The shift of infrastructure and applications to the cloud means organizations need to track those resources as part of their enterprise IT monitoring efforts. Public cloud providers have opened their traditionally opaque infrastructures to accommodate this, and service providers offer their own native tools for cloud monitoring. Google Stackdriver (now folded into the Google Cloud Console portfolio) monitors Google Cloud as well applications and VMs that run on AWS Elastic Compute Cloud, Microsoft Azure Monitor collects and analyzes data and resources from the Azure cloud, and AWS users have Amazon CloudWatch. Additional options include Oracle Application Performance Monitoring Cloud Service and Cisco CloudCenter, as well as tools such as Datadog for cloud analytics and monitoring and New Relic to track web applications.

Another major class of IT monitoring tools focuses on networks and security. Such tools can include physical devices, such as firewalls, and software, such as load balancers.

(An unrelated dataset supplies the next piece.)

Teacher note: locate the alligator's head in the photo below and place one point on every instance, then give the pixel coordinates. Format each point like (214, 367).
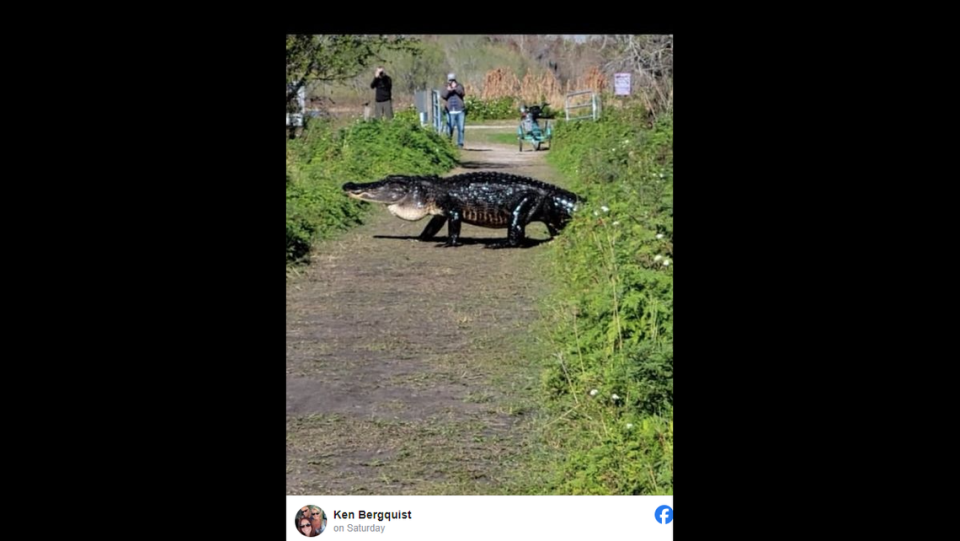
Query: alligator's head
(402, 196)
(387, 191)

They watch network activity for traffic patterns and performance between servers, systems and services.

A typical network monitoring tool -- such as Zabbix, Nagios, Wireshark, Datadog or SolarWinds' Network Performance Monitor -- will offer automatic discovery, automatic node and device inventory along with automatic and configurable trouble alerts and reporting. The interface should feature easy-to-read dashboards or charts, and it should include the ability to generate a network topology map. Virtualization and application awareness allow the tool to support advanced technologies such as network virtualization and application performance monitoring. Network monitoring can use agents, but may not need agents for all devices or applications. Graphing and reporting should ideally support interoperability with data visualization, log analytics and other monitoring tools.

Finally, organizations can leverage a variety of application and UX monitoring tools, such as New Relic, to ensure application performance and user satisfaction. These tools gather metrics on application behaviors, analyze that data to identify errors and troublesome transaction types, and offer detailed alerting and reporting to illustrate application and user metrics, as well as highlight SLA assessments. Others in the APM and UX segments with products to assist with monitoring include Datadog, Dynatrace, AppDynamics and Splunk.